Signing the top undrafted players became more difficult because other teams were spending more money because of the increased salary cap and the Ravens had fewer opportunities to sell.
"It seemed like everyone [on the Ravens] was fighting the fight this year," said Joe Hortiz, a national scout for the team.
When the Ravens begin their rookie minicamp today, the scouting department can still envision some from this year's undrafted college class making the final cut.
The Ravens are intrigued with Southern California offensive tackle Kyle Williams, Central Michigan wide receiver Damien Linson, Penn State safety Donnie Johnson, Mississippi State defensive lineman Andrew Powell and Notre Dame tight end Marcus Freeman.
This is a solid crop of players considering the Ravens have only a few spots available on the roster.
How many receivers would want to sign with the Ravens when they have Derrick Mason, Mark Clayton and Demetrius Williams? How many cornerbacks would want to come here when the Ravens bring back eight of them from last year? And how many offensive and defensive linemen would think about the Ravens when other teams were spending more than they have in the past?
Coordinated by area scouts Joe Douglas and Jeremiah Washburn, the process of signing - and recruiting - these undrafted college players really starts on the second day of the draft. In between picks, the Ravens' scouts are calling players and agents about their interest in signing them after the draft.

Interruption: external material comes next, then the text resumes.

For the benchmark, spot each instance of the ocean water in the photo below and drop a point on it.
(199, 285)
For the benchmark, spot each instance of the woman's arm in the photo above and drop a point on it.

Once the draft is over, the scouts continue to make calls and will even get the coaches involved to talk to the players about what their roles would be. It'll take three or four hours after the draft has wrapped up before the Ravens know which undrafted players they have signed.
Eventually, the Ravens hope they can find a player like they did last year with Ronnie Prude, an undrafted cornerback who went on to make two interceptions and score a touchdown.
"It's so rapid-fire," Hortiz said. "You're selling them on the Ravens and the opportunities. You just got to pound it out. The agents are out there shopping to get the most for their clients. Some will look at opportunity over money."
One of those players was Williams, who drew interest from multiple teams because he was USC's starting right tackle.
He has potential to make the Ravens because they have only three tackles (Jonathan Ogden, Adam Terry and rookie Marshall Yanda) who are locks to make the team.
Williams is tough and has a good work ethic and solid technique. But he wasn't drafted because he was only a one-year starter and needs to get bigger (he's 6 feet 6, 300 pounds).
Other candidates to make the regular-season roster include:
Linson was among the top two receivers for Central Michigan for the past three seasons. At 5-10, 178 pounds, he lacks great size but he is consistently productive and can return punts.
Johnson was the fifth-leading tackler for Penn State. At 6 feet, 209 pounds, he can play free safety and nickel back.
Powell was once projected to go on the second day of the draft. But the 6-foot, 298-pound nose tackle ran a disappointing 40-yard dash (5.35 seconds) on his pro day.
Freeman went overlooked as Notre Dame's No. 2 tight end. But Freeman, who had nine receptions and two touchdowns last season, caught the eyes of the scouts on tape.
These players will join first-round pick Ben Grubbs and the rest of the team's draft class, which will take the field as Ravens for the first time today.
"It's just fun to see them out here," Hortiz said. "It's the culmination of all the work we've done starting last spring through the fall and summer. To see them all out there on the field, you can say they are finally our guys."